Client: Santa Clara Valley Transportation Authority
Location: San Jose, CA, United States
Completion date: 2017
Artwork budget: $1,150,000
Claudia Reisenberger & Franka Diehnelt
merge conceptual design LLC
Public Art Agent
San Jose Public Art
Santa Clara Valley Transportation Authority
Public Art Installation at 18 Bus Shelters in San Jose, California
Printed Glass, Perforated & Painted Aluminum, Concrete w/ Inlays
±12’x10’x8’ Areas in 18 Shelters
The project consists of art enhancements to 18 bus shelter along the new Santa Clara- Alum Rock Bus Rapid Transit Line in San Jose.

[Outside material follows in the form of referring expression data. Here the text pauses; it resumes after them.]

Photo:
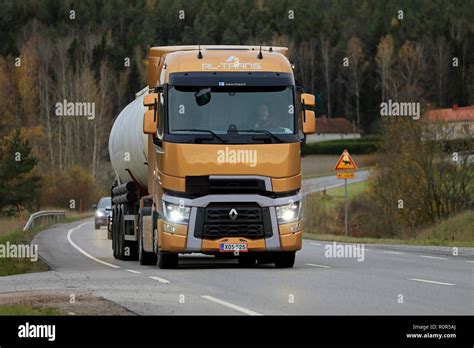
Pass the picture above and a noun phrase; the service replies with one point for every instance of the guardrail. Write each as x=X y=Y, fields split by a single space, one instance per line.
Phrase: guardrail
x=44 y=216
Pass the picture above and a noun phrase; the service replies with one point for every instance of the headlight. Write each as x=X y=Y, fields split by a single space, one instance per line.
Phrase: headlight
x=175 y=213
x=288 y=213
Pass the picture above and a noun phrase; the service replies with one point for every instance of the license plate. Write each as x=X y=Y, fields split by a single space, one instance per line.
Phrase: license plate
x=232 y=247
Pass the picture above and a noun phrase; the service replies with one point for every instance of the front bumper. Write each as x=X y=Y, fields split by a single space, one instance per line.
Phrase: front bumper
x=190 y=238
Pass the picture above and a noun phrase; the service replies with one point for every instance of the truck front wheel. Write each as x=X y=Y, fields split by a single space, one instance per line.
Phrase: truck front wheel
x=167 y=260
x=285 y=259
x=145 y=258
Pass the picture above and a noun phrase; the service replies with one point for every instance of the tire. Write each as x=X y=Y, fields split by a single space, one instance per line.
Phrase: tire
x=145 y=258
x=246 y=259
x=285 y=259
x=167 y=260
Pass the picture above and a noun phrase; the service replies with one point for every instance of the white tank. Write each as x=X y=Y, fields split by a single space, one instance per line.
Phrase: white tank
x=128 y=144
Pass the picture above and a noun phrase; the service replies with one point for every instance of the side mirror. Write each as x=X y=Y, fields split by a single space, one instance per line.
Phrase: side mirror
x=150 y=122
x=150 y=99
x=308 y=99
x=150 y=118
x=309 y=122
x=203 y=96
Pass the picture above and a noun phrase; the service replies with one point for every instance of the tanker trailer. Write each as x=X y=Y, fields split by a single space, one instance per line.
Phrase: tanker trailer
x=207 y=158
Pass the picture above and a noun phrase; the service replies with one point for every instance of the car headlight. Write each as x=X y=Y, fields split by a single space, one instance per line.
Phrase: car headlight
x=175 y=213
x=288 y=213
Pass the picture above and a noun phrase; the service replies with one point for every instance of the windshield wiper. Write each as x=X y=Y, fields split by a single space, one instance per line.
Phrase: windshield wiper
x=261 y=131
x=201 y=130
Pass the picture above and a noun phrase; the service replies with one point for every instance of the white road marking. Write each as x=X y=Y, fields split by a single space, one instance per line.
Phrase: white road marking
x=315 y=265
x=393 y=252
x=230 y=305
x=433 y=257
x=431 y=281
x=82 y=251
x=161 y=280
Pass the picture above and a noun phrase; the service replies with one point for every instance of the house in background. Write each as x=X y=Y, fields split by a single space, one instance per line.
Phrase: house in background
x=334 y=128
x=452 y=123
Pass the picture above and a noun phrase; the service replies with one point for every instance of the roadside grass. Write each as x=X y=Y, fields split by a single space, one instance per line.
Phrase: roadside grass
x=455 y=231
x=11 y=266
x=27 y=310
x=332 y=197
x=424 y=242
x=314 y=166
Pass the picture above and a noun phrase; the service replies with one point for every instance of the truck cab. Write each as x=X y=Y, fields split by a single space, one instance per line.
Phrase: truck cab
x=223 y=128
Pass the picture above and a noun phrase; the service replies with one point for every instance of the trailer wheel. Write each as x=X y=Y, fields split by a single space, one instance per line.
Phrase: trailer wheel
x=145 y=258
x=116 y=218
x=285 y=259
x=167 y=260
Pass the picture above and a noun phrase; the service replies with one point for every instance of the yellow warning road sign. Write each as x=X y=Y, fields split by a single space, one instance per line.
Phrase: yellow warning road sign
x=350 y=175
x=345 y=162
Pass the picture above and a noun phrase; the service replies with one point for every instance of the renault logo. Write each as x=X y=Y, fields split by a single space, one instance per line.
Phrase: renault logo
x=233 y=214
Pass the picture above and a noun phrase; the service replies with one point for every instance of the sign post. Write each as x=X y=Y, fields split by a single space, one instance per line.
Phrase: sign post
x=344 y=163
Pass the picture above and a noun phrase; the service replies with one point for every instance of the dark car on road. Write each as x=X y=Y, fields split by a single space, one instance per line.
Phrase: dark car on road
x=102 y=212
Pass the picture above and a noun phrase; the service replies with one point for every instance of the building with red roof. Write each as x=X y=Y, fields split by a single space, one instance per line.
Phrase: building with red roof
x=333 y=128
x=451 y=123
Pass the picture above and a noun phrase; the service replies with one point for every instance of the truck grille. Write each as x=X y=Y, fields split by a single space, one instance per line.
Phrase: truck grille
x=233 y=220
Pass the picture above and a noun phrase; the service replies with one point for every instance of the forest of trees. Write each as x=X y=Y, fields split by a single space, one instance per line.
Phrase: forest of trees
x=352 y=54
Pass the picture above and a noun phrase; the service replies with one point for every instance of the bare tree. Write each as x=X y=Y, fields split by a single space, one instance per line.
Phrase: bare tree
x=384 y=60
x=327 y=53
x=357 y=66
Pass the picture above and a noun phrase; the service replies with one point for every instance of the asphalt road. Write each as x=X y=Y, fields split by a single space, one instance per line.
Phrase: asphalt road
x=430 y=282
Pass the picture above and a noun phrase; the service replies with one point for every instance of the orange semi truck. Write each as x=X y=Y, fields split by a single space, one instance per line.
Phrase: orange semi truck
x=207 y=158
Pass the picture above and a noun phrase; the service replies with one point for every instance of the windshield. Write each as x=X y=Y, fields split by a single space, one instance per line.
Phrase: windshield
x=105 y=203
x=231 y=109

The art enhancements consist of three elements – a glass wind screen, metal ceiling panels, and concrete pavers that create a distinct space within each shelter. While the details and materials of these treatments remain the same at each shelter in order to reinforce a coherent identity of the transit line, the patterns use content uniquely related to the immediate neighborhood of each shelter: detailed research and community outreach informed topics that are sometimes historic, and other times contemporary in their reference.
Each station location i.e. east and westbound is identified by one distinct color to further strengthen each station’s geographical identity on the transit line.

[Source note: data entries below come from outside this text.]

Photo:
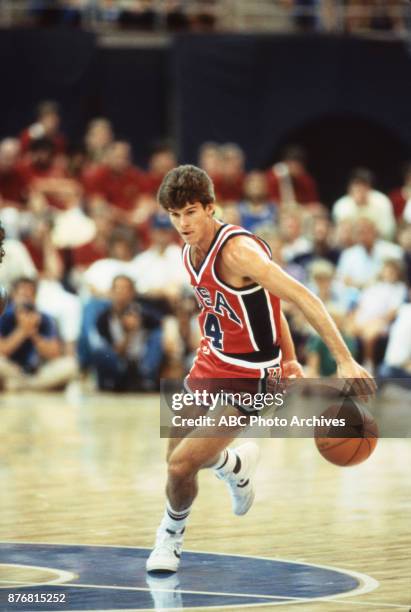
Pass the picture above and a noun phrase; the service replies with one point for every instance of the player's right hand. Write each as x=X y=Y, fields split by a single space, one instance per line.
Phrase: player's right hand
x=361 y=382
x=4 y=298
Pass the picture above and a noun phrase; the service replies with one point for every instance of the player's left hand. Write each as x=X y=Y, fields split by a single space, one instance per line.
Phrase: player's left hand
x=361 y=381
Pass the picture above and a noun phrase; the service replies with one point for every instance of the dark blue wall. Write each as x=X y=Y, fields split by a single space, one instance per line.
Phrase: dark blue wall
x=348 y=100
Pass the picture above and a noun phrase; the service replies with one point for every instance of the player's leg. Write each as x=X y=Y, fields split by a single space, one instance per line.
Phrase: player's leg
x=186 y=458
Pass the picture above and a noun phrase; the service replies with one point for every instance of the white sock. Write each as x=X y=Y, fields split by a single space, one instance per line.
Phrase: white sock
x=173 y=520
x=227 y=463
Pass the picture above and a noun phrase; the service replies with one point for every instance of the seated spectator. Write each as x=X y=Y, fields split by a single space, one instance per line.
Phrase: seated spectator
x=162 y=159
x=377 y=308
x=19 y=263
x=47 y=126
x=289 y=182
x=13 y=182
x=43 y=172
x=319 y=360
x=118 y=181
x=321 y=247
x=157 y=271
x=98 y=248
x=400 y=196
x=335 y=294
x=98 y=278
x=404 y=240
x=98 y=139
x=256 y=208
x=72 y=227
x=229 y=182
x=291 y=229
x=397 y=358
x=360 y=264
x=42 y=251
x=30 y=352
x=127 y=348
x=364 y=201
x=209 y=158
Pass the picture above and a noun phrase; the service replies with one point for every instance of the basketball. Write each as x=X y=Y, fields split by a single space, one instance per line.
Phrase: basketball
x=3 y=299
x=352 y=443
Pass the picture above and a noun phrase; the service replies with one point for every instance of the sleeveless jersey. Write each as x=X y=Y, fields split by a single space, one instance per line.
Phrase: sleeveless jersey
x=240 y=326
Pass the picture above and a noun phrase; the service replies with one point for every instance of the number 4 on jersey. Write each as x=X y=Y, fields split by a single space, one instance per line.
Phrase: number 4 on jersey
x=213 y=331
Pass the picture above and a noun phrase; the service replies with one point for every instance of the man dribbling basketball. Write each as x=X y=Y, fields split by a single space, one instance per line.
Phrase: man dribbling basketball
x=3 y=292
x=244 y=336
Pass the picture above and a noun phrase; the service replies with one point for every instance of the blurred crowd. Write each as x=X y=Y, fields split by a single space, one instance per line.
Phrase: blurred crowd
x=351 y=16
x=94 y=272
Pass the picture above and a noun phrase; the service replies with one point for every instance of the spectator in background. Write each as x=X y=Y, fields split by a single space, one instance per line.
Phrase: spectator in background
x=400 y=196
x=377 y=308
x=162 y=159
x=256 y=208
x=289 y=182
x=364 y=201
x=397 y=359
x=98 y=278
x=229 y=182
x=319 y=360
x=118 y=181
x=13 y=183
x=335 y=295
x=127 y=349
x=31 y=354
x=360 y=264
x=291 y=229
x=404 y=239
x=209 y=158
x=157 y=271
x=321 y=247
x=19 y=263
x=344 y=234
x=99 y=136
x=46 y=126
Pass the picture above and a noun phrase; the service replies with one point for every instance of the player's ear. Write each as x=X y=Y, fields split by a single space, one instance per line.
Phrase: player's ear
x=210 y=209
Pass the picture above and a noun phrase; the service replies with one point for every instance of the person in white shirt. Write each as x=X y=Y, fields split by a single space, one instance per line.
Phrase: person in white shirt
x=360 y=264
x=364 y=201
x=157 y=271
x=397 y=359
x=378 y=307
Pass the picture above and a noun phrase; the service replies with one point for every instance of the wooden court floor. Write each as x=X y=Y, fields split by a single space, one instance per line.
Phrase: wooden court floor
x=90 y=470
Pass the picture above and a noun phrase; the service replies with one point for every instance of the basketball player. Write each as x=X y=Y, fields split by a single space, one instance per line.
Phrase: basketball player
x=3 y=292
x=239 y=290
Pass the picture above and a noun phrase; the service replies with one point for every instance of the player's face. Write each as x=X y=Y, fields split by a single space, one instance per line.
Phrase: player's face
x=191 y=222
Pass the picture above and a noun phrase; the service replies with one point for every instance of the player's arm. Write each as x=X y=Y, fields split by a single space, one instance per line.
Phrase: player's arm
x=291 y=367
x=243 y=256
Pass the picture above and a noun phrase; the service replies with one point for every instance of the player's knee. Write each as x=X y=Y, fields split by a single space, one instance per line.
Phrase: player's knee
x=180 y=469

For example, one of the station designs was inspired by the name of Story Road, originally named after an early landowner in the area. The subdivision that now occupies the area chose story book names for street names, including Bambi Lane, Cinderella Lane, and Peter Pan Avenue. Intrigued by memories of community members, we found several fairytale like images in various locations around the neighborhood to use in our patterns: a Quinceanera Cinderella carriage we photographed in front of a local store, and a deer surrounded by vines found on an old cast-iron stove at the oldest school in the area. Although now only a memory- the sign from the neighborhood's grocery store “Story-Book Market” makes an appearance as well. The other stations shown here were inspired by "church hats" we documented in the community, the local low rider culture, the art of crochet practiced in the Portuguese American community, a small propeller airport in vicinity of one of the stations, and figure skating patterns at the San Jose's ice arena.
These artworks evolved in intense collaboration with the community and the client. Through the course of our project, we built meaningful relationships with many community members, who shared their stories and knowledge about their neighborhoods. We solicited community input through general outreach, targeted interviews, and workshops. All these stories informed our work - we could not have created these artworks without the shared knowledge of the community. This process also led to very rewarding results on a personal level: many community members expressed their appreciation for the project and the design process.